Aware of the mounting resentment and its political implications, the government was quick to react when news spread that Thierry Morin, who left the Valeo company Monday, received a $4.1 million goodbye gift from the board of directors. The package was granted, the newspaper Liberation reported, even though the company lost more than $250 million last year, laid off about 1,600 employees in France and received nearly $25 million in government aid to weather the crisis.
The budget minister, Eric Woerth, said it was "provocative" and "abnormal" for a struggling company that received aid from the government -- and in which the government has a minority interest -- to pay out such a generous severance package to someone who was let go over what were described as "strategic differences" with the board of directors.
"Those who proceed in this manner have understood nothing," Woerth added in television interview. "They have understood nothing about the fact that public opinion can't stand it any more."
Prime Minister François Fillon, addressing reporters during a visit to Washington, said the government would invoke its 8 percent shareholder voting rights to reverse the payout. "Those who do not demonstrate a sense of responsibility endanger our whole social and economic system," he said, according to the Reuters news service.
Jean-François Copé, parliamentary leader of Sarkozy's Union for a Popular Movement, said members of the majority in Parliament were getting closer every day to writing a law to cap executive pay. Claude Bartolone, a member from the opposition Socialist Party, said a law is necessary immediately, adding, "Enough is enough."
The government has been threatening such a law since last week when Societe Generale, one of the largest French banks, announced it was awarding stock options at favorable rates to four senior executives. The bank lost $6 billion in 2008 -- partly because of a maverick trader who registered billions in losses before he was discovered -- and has received more than $2 billion in government aid since the crisis struck in September.
"It is high time that Societe Generale rhyme a little more with general interest," said Finance Minister Christine Lagarde in a pun. She said her ministry was thinking about a law banning such options.
"Visibly, some people have trouble understanding what has been said," Sarkozy said Friday. "If you think I am aiming at a banking institution in the news, that's exactly it."
In the face of such high-level criticism, the bank executives announced Monday that they were renouncing the stock options.
Sarkozy has been calling for restrictions on the way financial traders and their superiors are compensated. The present system, he complained, encourages risk and fails to hold to account those who make bad gambles or allow reckless trades.

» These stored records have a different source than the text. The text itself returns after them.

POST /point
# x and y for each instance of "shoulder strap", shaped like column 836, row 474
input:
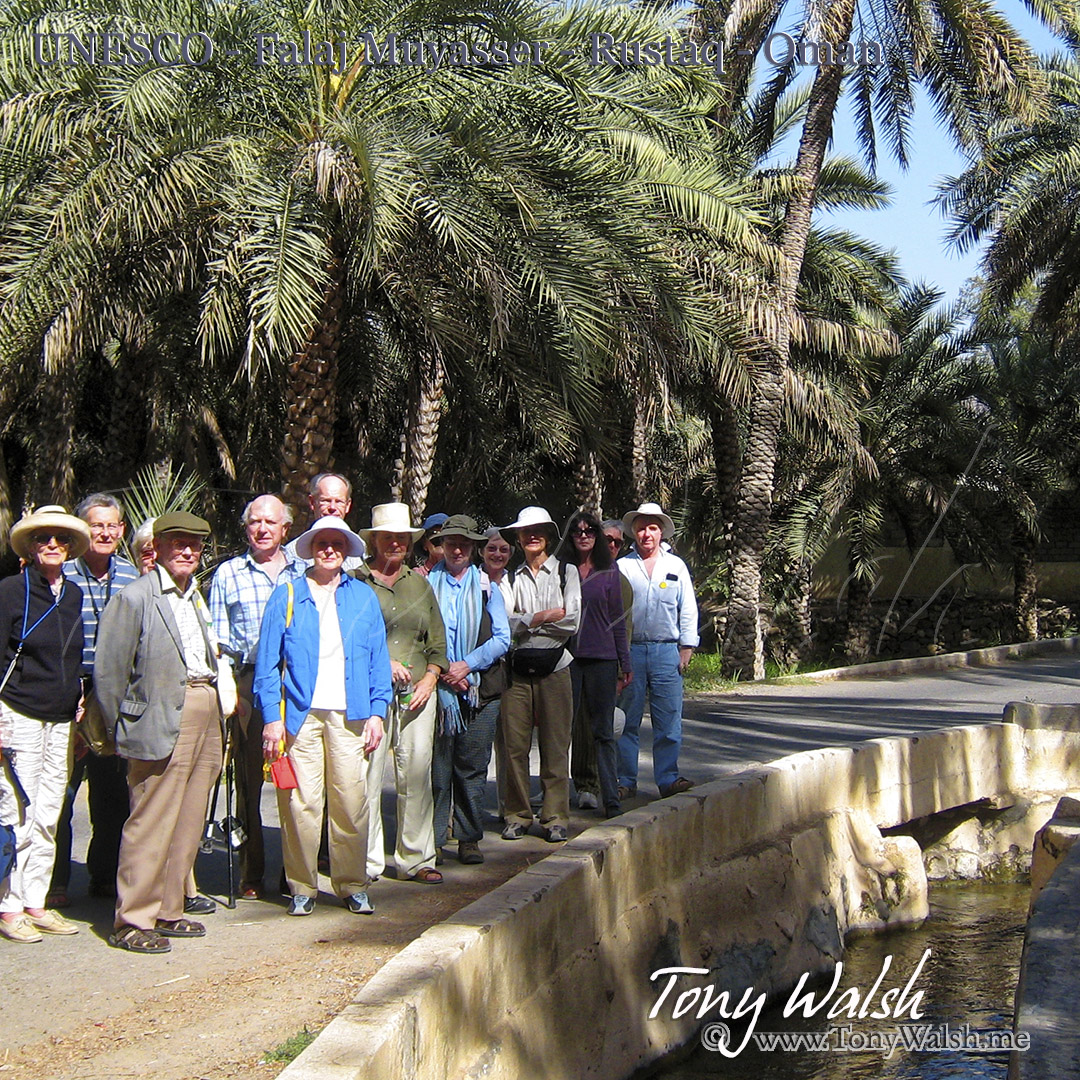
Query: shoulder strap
column 288, row 619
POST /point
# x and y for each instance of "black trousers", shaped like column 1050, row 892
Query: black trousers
column 593, row 754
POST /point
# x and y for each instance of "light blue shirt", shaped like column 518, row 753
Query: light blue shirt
column 487, row 652
column 238, row 597
column 665, row 608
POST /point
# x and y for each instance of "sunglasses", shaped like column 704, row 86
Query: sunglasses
column 64, row 539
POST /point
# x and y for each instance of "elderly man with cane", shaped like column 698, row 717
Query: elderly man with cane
column 157, row 676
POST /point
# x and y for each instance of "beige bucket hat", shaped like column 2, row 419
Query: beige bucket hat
column 50, row 517
column 648, row 510
column 391, row 517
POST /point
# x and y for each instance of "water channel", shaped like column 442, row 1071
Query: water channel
column 974, row 934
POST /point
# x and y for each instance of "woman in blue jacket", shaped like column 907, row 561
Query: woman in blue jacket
column 322, row 678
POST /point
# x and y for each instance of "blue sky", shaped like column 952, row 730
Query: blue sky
column 912, row 226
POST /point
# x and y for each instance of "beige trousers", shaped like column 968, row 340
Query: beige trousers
column 410, row 734
column 169, row 809
column 545, row 702
column 328, row 758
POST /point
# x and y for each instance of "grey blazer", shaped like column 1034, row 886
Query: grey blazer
column 139, row 675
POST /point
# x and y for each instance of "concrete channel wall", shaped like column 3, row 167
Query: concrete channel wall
column 755, row 878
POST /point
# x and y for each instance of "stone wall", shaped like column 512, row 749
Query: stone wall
column 917, row 629
column 755, row 879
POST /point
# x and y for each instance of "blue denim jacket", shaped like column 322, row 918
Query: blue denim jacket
column 367, row 684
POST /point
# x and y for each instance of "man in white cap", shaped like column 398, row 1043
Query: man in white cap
column 664, row 637
column 543, row 617
column 238, row 599
column 161, row 690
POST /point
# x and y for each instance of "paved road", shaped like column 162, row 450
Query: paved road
column 765, row 721
column 757, row 724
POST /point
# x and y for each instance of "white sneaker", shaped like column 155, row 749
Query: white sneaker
column 19, row 929
column 53, row 922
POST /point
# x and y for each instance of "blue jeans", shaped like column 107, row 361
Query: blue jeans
column 656, row 672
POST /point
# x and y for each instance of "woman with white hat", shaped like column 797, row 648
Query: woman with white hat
column 543, row 617
column 417, row 643
column 663, row 639
column 40, row 690
column 322, row 666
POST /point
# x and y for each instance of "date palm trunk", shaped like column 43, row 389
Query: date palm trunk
column 1025, row 590
column 414, row 469
column 53, row 471
column 311, row 396
column 589, row 483
column 743, row 646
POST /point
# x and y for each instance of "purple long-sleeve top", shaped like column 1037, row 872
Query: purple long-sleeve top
column 603, row 632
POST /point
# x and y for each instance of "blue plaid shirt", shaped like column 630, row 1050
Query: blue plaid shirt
column 95, row 595
column 238, row 597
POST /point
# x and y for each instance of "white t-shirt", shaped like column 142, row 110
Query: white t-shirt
column 329, row 679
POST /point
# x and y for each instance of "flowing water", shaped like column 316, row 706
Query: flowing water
column 974, row 936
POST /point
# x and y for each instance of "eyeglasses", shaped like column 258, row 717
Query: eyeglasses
column 64, row 539
column 185, row 543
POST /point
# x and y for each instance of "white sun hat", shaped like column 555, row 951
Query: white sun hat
column 649, row 510
column 354, row 548
column 530, row 517
column 391, row 517
column 50, row 517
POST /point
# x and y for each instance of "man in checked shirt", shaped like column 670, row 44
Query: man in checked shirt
column 238, row 597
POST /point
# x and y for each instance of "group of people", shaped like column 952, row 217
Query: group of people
column 319, row 659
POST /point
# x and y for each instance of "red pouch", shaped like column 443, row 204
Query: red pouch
column 282, row 772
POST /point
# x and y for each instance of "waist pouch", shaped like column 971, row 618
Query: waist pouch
column 536, row 662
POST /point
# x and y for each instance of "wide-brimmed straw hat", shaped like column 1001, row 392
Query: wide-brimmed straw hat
column 50, row 517
column 391, row 517
column 649, row 510
column 329, row 523
column 459, row 525
column 530, row 517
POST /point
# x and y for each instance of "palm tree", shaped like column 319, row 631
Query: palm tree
column 970, row 62
column 302, row 206
column 1021, row 194
column 1033, row 390
column 906, row 462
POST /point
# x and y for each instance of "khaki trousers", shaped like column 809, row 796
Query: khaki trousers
column 410, row 734
column 328, row 758
column 545, row 701
column 169, row 808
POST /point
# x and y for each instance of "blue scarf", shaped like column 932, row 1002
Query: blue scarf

As the crisis spread through the French and European banking system, Sarkozy called on France's main industrial lobby, the Movement of Business in France, to draw up a new code of conduct by April or face government-imposed controls. But Laurence Parisot, who heads the group, said she was powerless to tell businesses whether they could or could not issue stock options. At the same time, she pledged that the group would come up with a response for Sarkozy before the deadline next week.
As political figures voiced their outrage Tuesday, however, she appeared to change her approach, at least as it applied to Morin.
"France's business grouping does not recognize itself in the behavior of an executive who tramples this way the general interest of his company, who has contempt for its employees, who ridicules its medium and small business partners, and notably the medium and small businesses that supply his company, and who tramples our governance code," she said at a news conference.